8 C
New York
Sunday, November 24, 2024

About 2,000 migrants begin a Holy Week walk in southern Mexico to lift awareness of their plight

About 2,000 migrants began walking Monday in southern Mexico in what has turn into a standard demonstration during Holy Week before Easter to attract attention to their plight.

Leaving Tapachula near the Guatemalan border at dawn, the migrants and their advocates said their goal was to succeed in Mexico’s capital and highlight the risks they face including robberies, sexual assaults, extortion and kidnapping.

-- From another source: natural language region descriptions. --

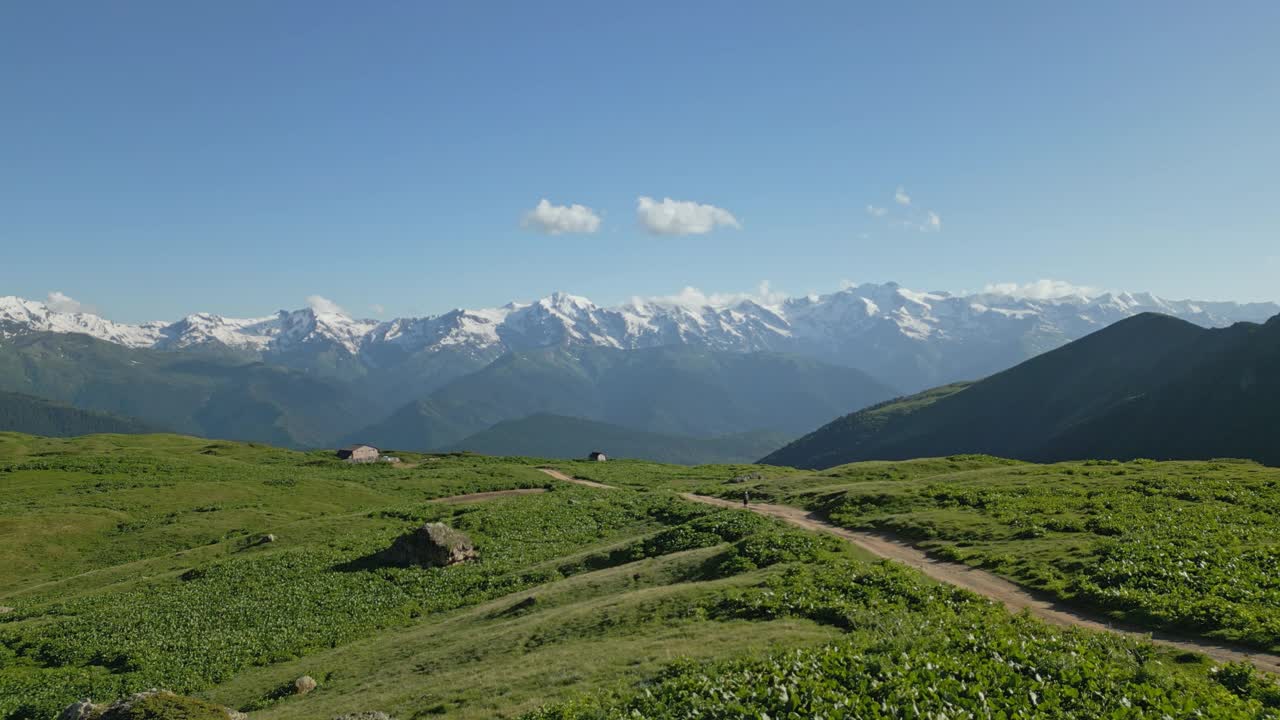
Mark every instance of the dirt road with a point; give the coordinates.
(993, 587)
(560, 475)
(484, 496)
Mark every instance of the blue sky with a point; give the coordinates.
(164, 158)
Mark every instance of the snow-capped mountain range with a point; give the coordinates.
(905, 337)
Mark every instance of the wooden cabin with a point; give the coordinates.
(359, 454)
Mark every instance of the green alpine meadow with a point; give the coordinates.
(667, 360)
(229, 572)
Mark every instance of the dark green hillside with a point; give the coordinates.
(557, 436)
(1151, 386)
(670, 391)
(1228, 406)
(27, 414)
(831, 443)
(206, 395)
(227, 572)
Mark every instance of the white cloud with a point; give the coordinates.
(682, 217)
(324, 305)
(556, 219)
(1042, 288)
(693, 297)
(59, 301)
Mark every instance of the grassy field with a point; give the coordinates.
(135, 561)
(1188, 547)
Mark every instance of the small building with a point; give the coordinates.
(359, 454)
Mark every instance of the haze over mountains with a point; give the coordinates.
(906, 338)
(693, 373)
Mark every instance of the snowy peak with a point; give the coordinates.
(18, 315)
(904, 336)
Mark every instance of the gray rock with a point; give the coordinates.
(304, 684)
(434, 545)
(80, 710)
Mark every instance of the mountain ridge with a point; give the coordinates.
(1151, 386)
(908, 338)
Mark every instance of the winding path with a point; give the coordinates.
(560, 475)
(484, 496)
(995, 587)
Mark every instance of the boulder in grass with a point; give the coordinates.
(150, 705)
(304, 684)
(434, 545)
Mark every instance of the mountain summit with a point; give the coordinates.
(909, 338)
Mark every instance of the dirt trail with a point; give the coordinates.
(560, 475)
(993, 587)
(484, 496)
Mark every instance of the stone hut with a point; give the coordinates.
(359, 454)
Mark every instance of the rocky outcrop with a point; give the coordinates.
(304, 684)
(150, 705)
(434, 545)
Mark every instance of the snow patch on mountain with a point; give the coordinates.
(891, 332)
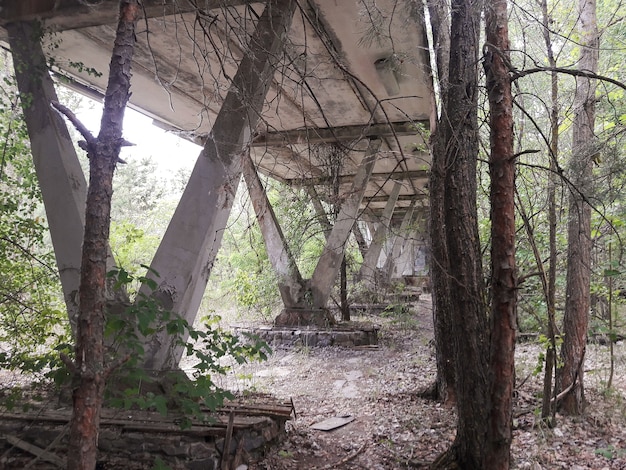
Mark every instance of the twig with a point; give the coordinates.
(80, 127)
(71, 365)
(346, 459)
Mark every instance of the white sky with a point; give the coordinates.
(169, 151)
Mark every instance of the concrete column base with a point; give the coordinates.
(296, 317)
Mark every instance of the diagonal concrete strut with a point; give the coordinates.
(58, 170)
(367, 272)
(329, 263)
(290, 282)
(187, 252)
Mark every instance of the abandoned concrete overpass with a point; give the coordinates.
(319, 93)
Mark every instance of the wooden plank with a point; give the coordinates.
(333, 423)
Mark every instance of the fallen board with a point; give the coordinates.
(333, 423)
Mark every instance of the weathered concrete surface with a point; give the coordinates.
(186, 254)
(290, 282)
(60, 176)
(327, 268)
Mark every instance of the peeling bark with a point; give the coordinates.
(90, 370)
(576, 318)
(503, 275)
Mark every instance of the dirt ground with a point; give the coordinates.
(393, 428)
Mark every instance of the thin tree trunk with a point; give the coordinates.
(503, 276)
(547, 410)
(439, 262)
(90, 370)
(575, 320)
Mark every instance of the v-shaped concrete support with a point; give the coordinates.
(60, 176)
(290, 282)
(367, 272)
(329, 263)
(399, 243)
(187, 252)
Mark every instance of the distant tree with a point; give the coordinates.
(88, 367)
(584, 151)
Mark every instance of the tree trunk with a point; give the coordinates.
(547, 409)
(467, 306)
(439, 264)
(575, 320)
(503, 276)
(90, 370)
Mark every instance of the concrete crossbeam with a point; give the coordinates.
(187, 252)
(328, 266)
(367, 271)
(60, 175)
(290, 282)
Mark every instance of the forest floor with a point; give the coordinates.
(393, 428)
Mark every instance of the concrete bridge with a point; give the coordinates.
(330, 95)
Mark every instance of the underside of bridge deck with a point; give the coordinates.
(321, 92)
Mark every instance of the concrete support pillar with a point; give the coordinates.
(187, 252)
(320, 212)
(60, 176)
(329, 264)
(367, 272)
(399, 243)
(290, 282)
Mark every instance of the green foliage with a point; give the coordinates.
(32, 316)
(212, 348)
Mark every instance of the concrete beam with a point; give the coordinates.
(367, 272)
(60, 175)
(328, 266)
(316, 135)
(75, 14)
(187, 252)
(290, 282)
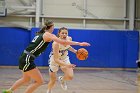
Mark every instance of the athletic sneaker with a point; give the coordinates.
(49, 91)
(62, 82)
(7, 91)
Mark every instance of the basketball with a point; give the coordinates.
(82, 54)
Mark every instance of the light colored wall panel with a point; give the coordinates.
(12, 21)
(95, 24)
(106, 8)
(61, 8)
(69, 23)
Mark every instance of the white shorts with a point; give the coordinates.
(54, 67)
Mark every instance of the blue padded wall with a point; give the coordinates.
(113, 49)
(12, 43)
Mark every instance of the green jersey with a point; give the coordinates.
(37, 45)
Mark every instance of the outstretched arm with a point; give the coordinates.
(55, 47)
(48, 37)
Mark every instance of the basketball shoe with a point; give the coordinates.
(62, 82)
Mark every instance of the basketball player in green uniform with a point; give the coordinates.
(34, 49)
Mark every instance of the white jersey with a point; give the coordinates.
(63, 53)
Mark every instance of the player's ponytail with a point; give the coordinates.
(47, 25)
(62, 28)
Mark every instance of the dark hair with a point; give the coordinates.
(62, 28)
(47, 25)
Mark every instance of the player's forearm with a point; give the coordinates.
(59, 62)
(66, 42)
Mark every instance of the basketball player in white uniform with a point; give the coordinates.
(59, 59)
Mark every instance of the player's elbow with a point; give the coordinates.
(56, 60)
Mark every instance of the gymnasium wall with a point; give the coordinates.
(109, 49)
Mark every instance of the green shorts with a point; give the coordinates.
(26, 62)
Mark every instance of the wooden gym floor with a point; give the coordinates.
(85, 81)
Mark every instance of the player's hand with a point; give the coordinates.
(84, 44)
(71, 66)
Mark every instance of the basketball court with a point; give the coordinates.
(85, 81)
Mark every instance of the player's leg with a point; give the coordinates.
(25, 79)
(37, 77)
(53, 68)
(68, 75)
(52, 81)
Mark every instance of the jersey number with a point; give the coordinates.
(35, 38)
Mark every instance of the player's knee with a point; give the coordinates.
(70, 77)
(53, 80)
(25, 80)
(40, 82)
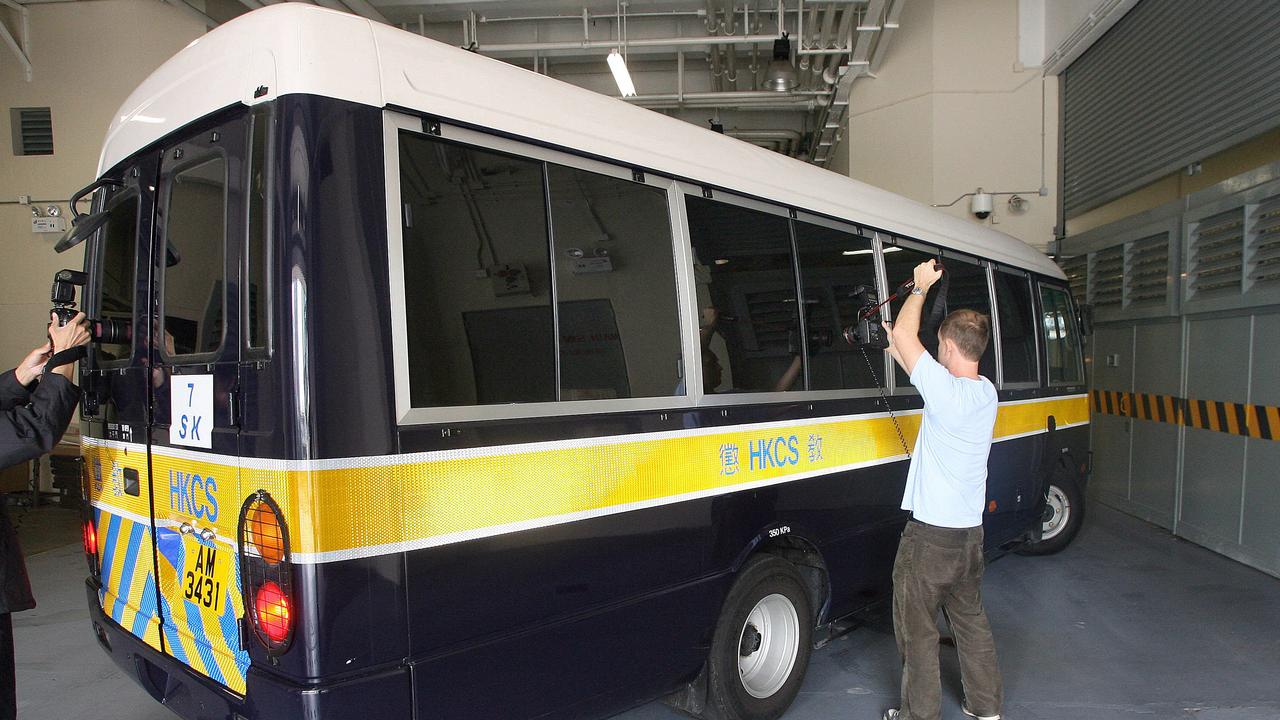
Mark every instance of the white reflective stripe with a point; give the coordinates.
(516, 449)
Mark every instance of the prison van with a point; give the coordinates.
(439, 388)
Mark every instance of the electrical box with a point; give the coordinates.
(585, 265)
(49, 224)
(508, 279)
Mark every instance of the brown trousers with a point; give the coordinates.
(942, 568)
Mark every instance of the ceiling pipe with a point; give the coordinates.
(632, 44)
(193, 13)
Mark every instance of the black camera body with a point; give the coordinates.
(110, 331)
(867, 332)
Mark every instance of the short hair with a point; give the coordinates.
(969, 329)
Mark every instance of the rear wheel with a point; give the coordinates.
(762, 643)
(1064, 514)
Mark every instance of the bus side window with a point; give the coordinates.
(1061, 342)
(478, 283)
(900, 264)
(117, 287)
(833, 264)
(1016, 328)
(257, 246)
(744, 273)
(968, 291)
(616, 287)
(195, 259)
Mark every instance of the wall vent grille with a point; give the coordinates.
(1215, 265)
(1147, 270)
(1264, 244)
(32, 131)
(1107, 273)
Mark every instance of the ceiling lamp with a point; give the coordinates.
(781, 76)
(620, 73)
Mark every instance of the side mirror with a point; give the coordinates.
(82, 228)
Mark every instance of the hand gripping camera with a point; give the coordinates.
(112, 331)
(867, 332)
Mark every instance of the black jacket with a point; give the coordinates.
(31, 423)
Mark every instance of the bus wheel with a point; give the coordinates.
(1064, 514)
(762, 643)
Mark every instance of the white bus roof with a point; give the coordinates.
(292, 48)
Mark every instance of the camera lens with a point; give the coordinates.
(112, 331)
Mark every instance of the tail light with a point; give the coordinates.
(266, 572)
(88, 529)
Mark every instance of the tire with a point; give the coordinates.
(762, 643)
(1064, 514)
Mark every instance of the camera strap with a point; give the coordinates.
(901, 438)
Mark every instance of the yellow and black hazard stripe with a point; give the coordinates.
(1261, 422)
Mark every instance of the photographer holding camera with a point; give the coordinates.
(37, 400)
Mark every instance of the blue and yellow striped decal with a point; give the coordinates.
(128, 592)
(123, 528)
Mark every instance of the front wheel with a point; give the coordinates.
(1064, 514)
(762, 643)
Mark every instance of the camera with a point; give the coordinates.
(110, 331)
(867, 332)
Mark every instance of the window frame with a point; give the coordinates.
(231, 224)
(878, 267)
(248, 351)
(95, 269)
(1036, 332)
(1079, 355)
(406, 414)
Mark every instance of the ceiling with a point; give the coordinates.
(698, 60)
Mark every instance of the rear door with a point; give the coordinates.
(200, 226)
(115, 404)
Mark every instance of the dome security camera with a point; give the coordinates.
(981, 205)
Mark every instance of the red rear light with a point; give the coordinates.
(266, 572)
(88, 537)
(272, 607)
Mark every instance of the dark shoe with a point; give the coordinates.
(968, 712)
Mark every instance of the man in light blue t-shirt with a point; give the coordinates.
(940, 559)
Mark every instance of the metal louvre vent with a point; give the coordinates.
(1147, 270)
(1077, 269)
(32, 131)
(772, 315)
(1215, 261)
(1107, 273)
(1264, 244)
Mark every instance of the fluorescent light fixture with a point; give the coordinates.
(620, 73)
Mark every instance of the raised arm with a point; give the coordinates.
(905, 345)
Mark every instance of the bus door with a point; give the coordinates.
(115, 402)
(201, 213)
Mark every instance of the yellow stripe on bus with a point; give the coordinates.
(378, 507)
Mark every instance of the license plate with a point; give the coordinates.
(205, 574)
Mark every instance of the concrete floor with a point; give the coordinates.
(1127, 623)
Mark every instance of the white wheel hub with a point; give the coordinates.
(768, 646)
(1059, 514)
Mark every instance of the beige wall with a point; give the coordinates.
(87, 58)
(952, 110)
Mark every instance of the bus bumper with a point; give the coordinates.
(196, 697)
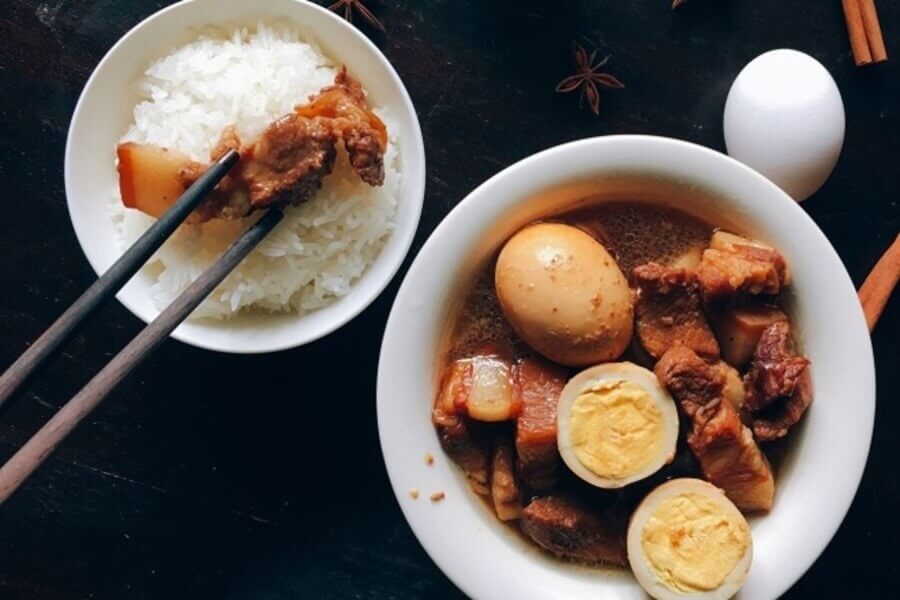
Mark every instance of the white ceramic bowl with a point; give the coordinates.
(105, 110)
(819, 477)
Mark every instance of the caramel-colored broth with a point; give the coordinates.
(634, 233)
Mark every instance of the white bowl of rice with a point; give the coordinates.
(177, 80)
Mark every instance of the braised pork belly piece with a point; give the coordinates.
(734, 265)
(539, 384)
(668, 311)
(778, 387)
(505, 491)
(724, 447)
(285, 165)
(738, 329)
(460, 436)
(569, 529)
(482, 387)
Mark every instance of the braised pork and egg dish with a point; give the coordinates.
(615, 386)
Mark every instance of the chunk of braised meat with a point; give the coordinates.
(285, 165)
(570, 530)
(775, 369)
(668, 311)
(505, 491)
(778, 385)
(465, 445)
(482, 387)
(728, 455)
(460, 436)
(364, 134)
(734, 265)
(774, 422)
(738, 329)
(539, 384)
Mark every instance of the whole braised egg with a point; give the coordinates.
(564, 294)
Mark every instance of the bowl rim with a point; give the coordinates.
(405, 235)
(387, 390)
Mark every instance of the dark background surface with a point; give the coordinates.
(208, 475)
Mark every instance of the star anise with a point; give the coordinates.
(588, 77)
(349, 5)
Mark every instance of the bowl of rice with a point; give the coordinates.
(177, 80)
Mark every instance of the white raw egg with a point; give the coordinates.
(616, 425)
(688, 541)
(784, 117)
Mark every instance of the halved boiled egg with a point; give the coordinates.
(616, 424)
(687, 540)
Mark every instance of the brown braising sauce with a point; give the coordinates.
(634, 233)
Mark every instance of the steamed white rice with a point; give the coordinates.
(250, 77)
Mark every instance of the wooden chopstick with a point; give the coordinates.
(30, 456)
(114, 278)
(877, 288)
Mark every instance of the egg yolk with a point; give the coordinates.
(616, 429)
(692, 542)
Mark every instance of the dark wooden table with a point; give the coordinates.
(208, 475)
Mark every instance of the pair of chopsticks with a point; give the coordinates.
(866, 40)
(30, 456)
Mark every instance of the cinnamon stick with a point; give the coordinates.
(856, 28)
(873, 30)
(876, 289)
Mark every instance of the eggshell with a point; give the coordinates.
(564, 294)
(784, 117)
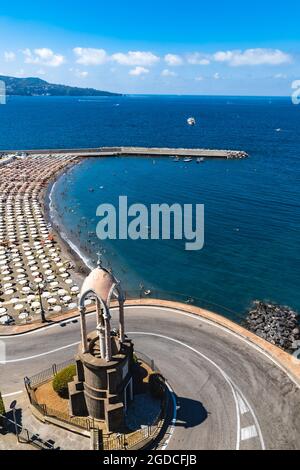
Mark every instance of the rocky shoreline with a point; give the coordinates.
(277, 324)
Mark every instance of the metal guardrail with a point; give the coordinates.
(120, 442)
(24, 436)
(48, 374)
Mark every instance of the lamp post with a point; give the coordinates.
(40, 286)
(13, 408)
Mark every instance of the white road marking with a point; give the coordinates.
(23, 359)
(180, 312)
(174, 419)
(211, 362)
(227, 330)
(243, 407)
(248, 433)
(12, 394)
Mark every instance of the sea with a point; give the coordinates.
(252, 215)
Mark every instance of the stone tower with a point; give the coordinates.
(103, 386)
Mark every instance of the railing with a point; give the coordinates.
(119, 442)
(32, 383)
(24, 436)
(48, 374)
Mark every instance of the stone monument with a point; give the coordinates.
(103, 386)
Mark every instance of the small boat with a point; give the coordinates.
(191, 121)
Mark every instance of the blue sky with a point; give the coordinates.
(177, 47)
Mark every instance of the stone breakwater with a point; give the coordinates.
(276, 324)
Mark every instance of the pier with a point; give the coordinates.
(139, 152)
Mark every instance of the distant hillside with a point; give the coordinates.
(37, 87)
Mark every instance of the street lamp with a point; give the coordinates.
(40, 286)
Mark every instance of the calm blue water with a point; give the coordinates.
(251, 206)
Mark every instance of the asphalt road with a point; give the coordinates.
(228, 394)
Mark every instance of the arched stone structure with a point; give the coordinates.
(103, 386)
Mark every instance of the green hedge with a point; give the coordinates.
(157, 385)
(61, 380)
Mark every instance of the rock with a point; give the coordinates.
(277, 324)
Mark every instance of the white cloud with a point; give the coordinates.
(173, 60)
(43, 56)
(252, 57)
(139, 71)
(9, 56)
(135, 58)
(279, 76)
(90, 56)
(81, 73)
(168, 73)
(198, 59)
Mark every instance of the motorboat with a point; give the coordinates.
(191, 121)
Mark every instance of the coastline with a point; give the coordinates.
(68, 249)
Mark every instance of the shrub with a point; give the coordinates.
(157, 386)
(62, 379)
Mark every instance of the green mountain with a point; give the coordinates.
(37, 87)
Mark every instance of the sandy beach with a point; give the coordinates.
(40, 274)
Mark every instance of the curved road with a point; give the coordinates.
(228, 394)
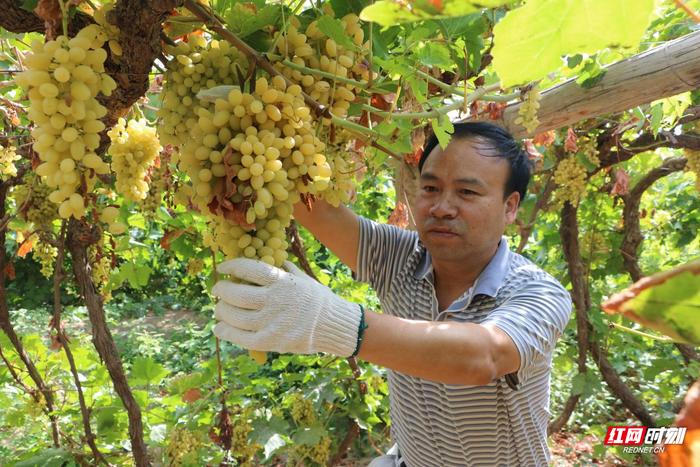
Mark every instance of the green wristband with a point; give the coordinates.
(360, 331)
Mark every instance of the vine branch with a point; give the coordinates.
(63, 340)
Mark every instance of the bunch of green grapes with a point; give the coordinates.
(250, 157)
(197, 65)
(195, 266)
(33, 198)
(159, 185)
(302, 410)
(100, 269)
(527, 112)
(570, 177)
(45, 254)
(242, 449)
(109, 216)
(63, 79)
(8, 156)
(112, 32)
(321, 451)
(693, 164)
(182, 447)
(313, 49)
(589, 147)
(594, 243)
(342, 180)
(134, 148)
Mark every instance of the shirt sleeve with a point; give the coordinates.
(534, 317)
(381, 253)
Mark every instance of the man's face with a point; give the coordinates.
(461, 211)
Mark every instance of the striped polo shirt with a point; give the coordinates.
(441, 425)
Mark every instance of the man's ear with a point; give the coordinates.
(512, 204)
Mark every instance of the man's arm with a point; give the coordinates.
(447, 352)
(337, 228)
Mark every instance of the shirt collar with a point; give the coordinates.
(490, 279)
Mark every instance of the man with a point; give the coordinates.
(468, 326)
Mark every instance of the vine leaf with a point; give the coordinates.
(668, 302)
(531, 40)
(689, 417)
(334, 29)
(391, 12)
(147, 371)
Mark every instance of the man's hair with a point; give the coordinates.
(501, 144)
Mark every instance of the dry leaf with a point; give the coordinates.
(570, 143)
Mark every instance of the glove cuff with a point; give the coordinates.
(337, 332)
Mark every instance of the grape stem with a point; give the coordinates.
(324, 74)
(215, 25)
(640, 333)
(476, 95)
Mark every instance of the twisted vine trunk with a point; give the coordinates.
(80, 237)
(582, 301)
(7, 327)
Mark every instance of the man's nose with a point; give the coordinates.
(444, 206)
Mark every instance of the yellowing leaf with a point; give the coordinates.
(668, 302)
(531, 40)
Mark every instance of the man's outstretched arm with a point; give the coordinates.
(337, 228)
(445, 351)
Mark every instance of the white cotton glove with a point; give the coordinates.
(283, 311)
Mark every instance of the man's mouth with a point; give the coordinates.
(442, 232)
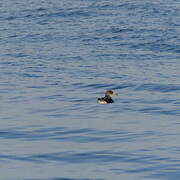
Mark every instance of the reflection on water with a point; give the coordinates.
(57, 58)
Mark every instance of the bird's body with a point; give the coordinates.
(107, 98)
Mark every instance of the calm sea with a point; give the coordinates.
(57, 57)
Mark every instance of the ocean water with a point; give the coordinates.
(57, 57)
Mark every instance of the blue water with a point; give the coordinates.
(57, 57)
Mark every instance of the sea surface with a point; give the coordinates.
(57, 57)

Mexico has practiced a containment strategy in recent times that goals to maintain migrants in southern Mexico removed from the U.S. border. Migrants can languish there for months attempting to regularize their status through asylum or other means. Migrants say there may be little work available, and most carry large debts to smugglers.

The procession included a big white cross painted with the words “Christ resurrected” in Spanish. The day before the march, there was a stations of the cross procession — a time for pilgrimage and reflection — across the river that divides Guatemala and Mexico.

Guatemalan Daniel Godoy joined the walk on Monday together with his wife and two children after waiting in Tapachula for 4 months to regularize their status.

“There’s still no date for the cardboard, for the permit,” he said as they walked down a rural highway. “We decided it’s higher to come back on our own.”

He carried his 2-year-old daughter on his shoulders and his wife carried their 6-month-old baby.

Rev. Heyman Vázquez Medina, a member of the Catholic Church’s human mobility effort, said Mexico’s immigration policy lacked clarity. He noted that the federal government dragged its feet in granting legal status to cross the country and kept migrants off public transportation, but allow them to make the exhausting trek up highways.

“They must walk under the sun and the rain, kilometers and kilometers, affected by hunger? Who can take that?” Vázquez said.

Mexico’s government has been under pressure from the Biden administration to manage the flow of migrants to the U.S. border.

The U.S. Border Patrol encountered migrants 140,644 times in February, in line with data released Friday. That was up from 124,220 in January but well below the nearly 250,000 encounters in December.

___

Follow AP’s coverage of migration issues at https://apnews.com/hub/migration

Related Articles

LEAVE A REPLY

Please enter your comment!
Please enter your name here

Stay Connected

0FansLike
0FollowersFollow
0SubscribersSubscribe

Sign up to receive your exclusive updates, and keep up to date with our latest articles!

We don’t spam! Read our privacy policy for more info.